Recovering a Windows 2008R2 server with a dead motherboard

Background

Earlier this week our Windows 2008 R2 based domain server started having random crashes and then finally it would not even restart to the BIOS screen.

We have regular backups so we were not unduely worried and thought that this would be an ideal time to update the server hardware especially as we didn't have any hardware that was remotely similar to the existing server.

Method

My first attempt was to make a copy of the disk (all the partitions using Clonezilla) and the try and boot the new hardware from this copy. Unfotrunately all that happened was the monitor would flash and the machine restarted to the recovery options screen. It didn't seem to matter what options I selected it made no difference.

Next I tried booting to DSRM and restored the server with exactly the same result!

Finally, I copied the disk again and this time I used the information I found after searching the internet some more in Mark Minasi's forum. He has a lot of very interesting information in his forums for sys ops and I should have remembered to chek there first. His descriptions are usually much much better than Microsofts.

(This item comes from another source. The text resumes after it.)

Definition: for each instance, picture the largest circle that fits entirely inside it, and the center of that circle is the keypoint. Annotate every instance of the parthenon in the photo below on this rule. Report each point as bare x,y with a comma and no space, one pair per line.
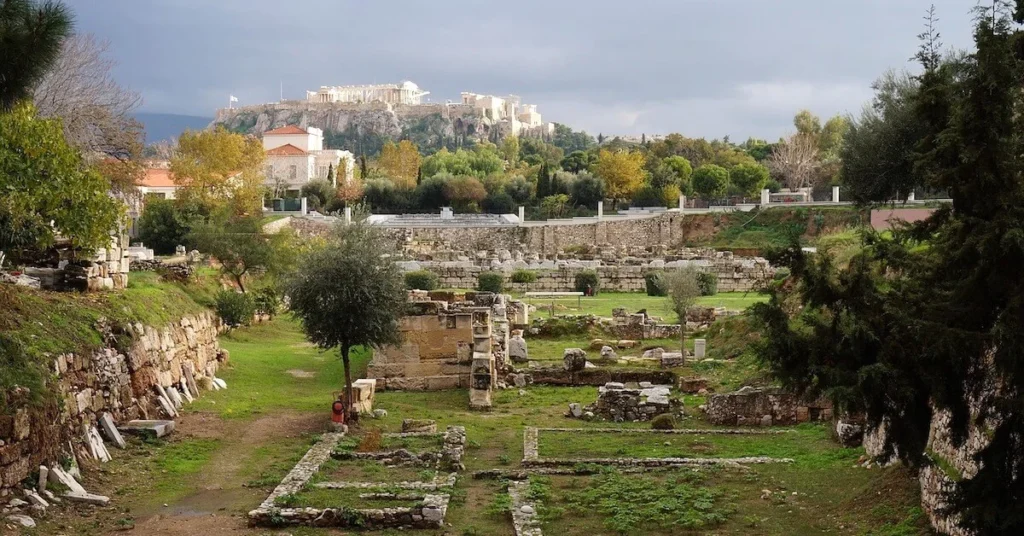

It turned our all I needed to do in the recovery console was:

  1. do bcdedit /v to get the GUID of the OS entry you're booting.
  2. With that guid, type
    bcdedit /set {FILLINTHEGUIDHERE} detecthal on
  3. Ran regedit
  4. Navigated to HKLM
  5. Selected File, Load Hive (Note: Must be under HKLM first, or this option will be greyed out)
  6. Navigated to C:\Windows\System32\Config\SYSTEM
  7. Loaded hive HKEY_LOCAL_MACHINE (which mounts as a sub-hive)
  8. changed Restored_HKLM\ControlSet001\services\msahci\Start to 0
  9. Select File, Unload Hive (may need to select the hive node in HKLM)
  10. Restart

And it WORKED. All I had to do now was install some missing drivers off the new computers CD and re-activate the licence.

Conclusion

The steps are very simple once you know how. The hardest bit of this whole thing was actually getting the information.